Mini Project 3

Supervised Learning and Model Evaluation

Mini Project
Modified

March 31, 2026

Overview

In Mini Project 1, your team explored data and told a short story with visuals. In Mini Project 2, your team built a cleaning pipeline and created a trustworthy, analysis ready table.

In Mini Project 3, your team will take one more step: use data to make a prediction and evaluate how well it works on new data.

Complete the Quarto file by

  1. Defining a clear prediction task
  2. Choosing a target variable and a small set of predictors
  3. Splitting the data into a training set and a test set
  4. Fitting 2 simple supervised learning models
  5. Comparing model performance on the test set
  6. Explaining results and limitations in plain language

Keep the project simple and honest.
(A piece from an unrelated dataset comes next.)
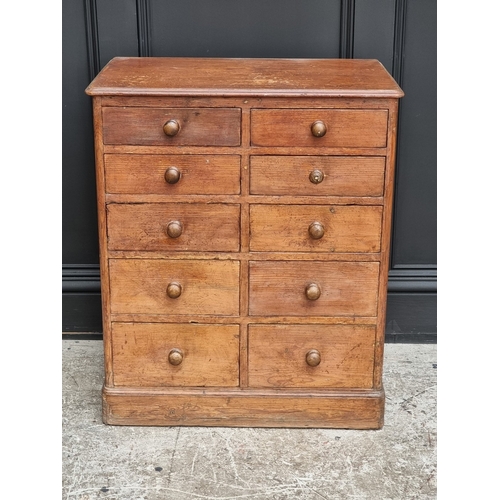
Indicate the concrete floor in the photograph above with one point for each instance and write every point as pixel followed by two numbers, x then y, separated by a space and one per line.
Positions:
pixel 154 463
Do NOT do advanced tuning, deep learning, or a large number of models.

What you will submit

Show, in your Posit Cloud,

  1. The rendered HTML report
  2. The complete version of this source qmd file
  3. Any data file you used, only if it is not a built in package data set
  4. Any cleaned data file you created for this project, if applicable

What you will present

A 10 minute team presentation that explains

  1. What your prediction task was
  2. Which variables you used
  3. How you split the data
  4. Which 2 models you compared
  5. Which model performed better on the test set
  6. What your team learned and what the model cannot tell us

Team Info

  • Team Name: Your Team Name

  • Team members and roles for this project:

    1. Project lead (keeps time, coordinates tasks): Your Member Name(s)
    2. Data and feature lead (prepares target and predictors): Your Member Name(s)
    3. Modeling lead (fits models and organizes output): Your Member Name(s)
    4. Evaluation and presentation lead (compares models and prepares presentation): Your Member Name(s)

Project rules

Keep the project simple.

  1. Choose one prediction question
  2. Use one data set
  3. Use no more than 6 predictors
  4. If you do a classification project, choose a binary target variable
  5. Fit exactly 2 simple models
  6. Use one training and test split
  7. Use 1 or 2 evaluation metrics
  8. Explain results in plain language
  9. Do NOT claim causation
  10. Do NOT overstate what your model can do

Step 1: Choose a data set

Choose one option below. Two teams may use the same data set.

Data sets

  1. penguins data set from R package palmerpenguins
  2. mpg data set from R package ggplot2
  3. loans_full_schema data set from R package openintro
  4. Your cleaned data from Mini Project 2, with instructor approval
  5. Your own data set, with instructor approval
Warning

Choose a data set and target that are manageable for a short team project. Your goal is not to build the most accurate model possible. Your goal is to demonstrate a clear and correct prediction workflow.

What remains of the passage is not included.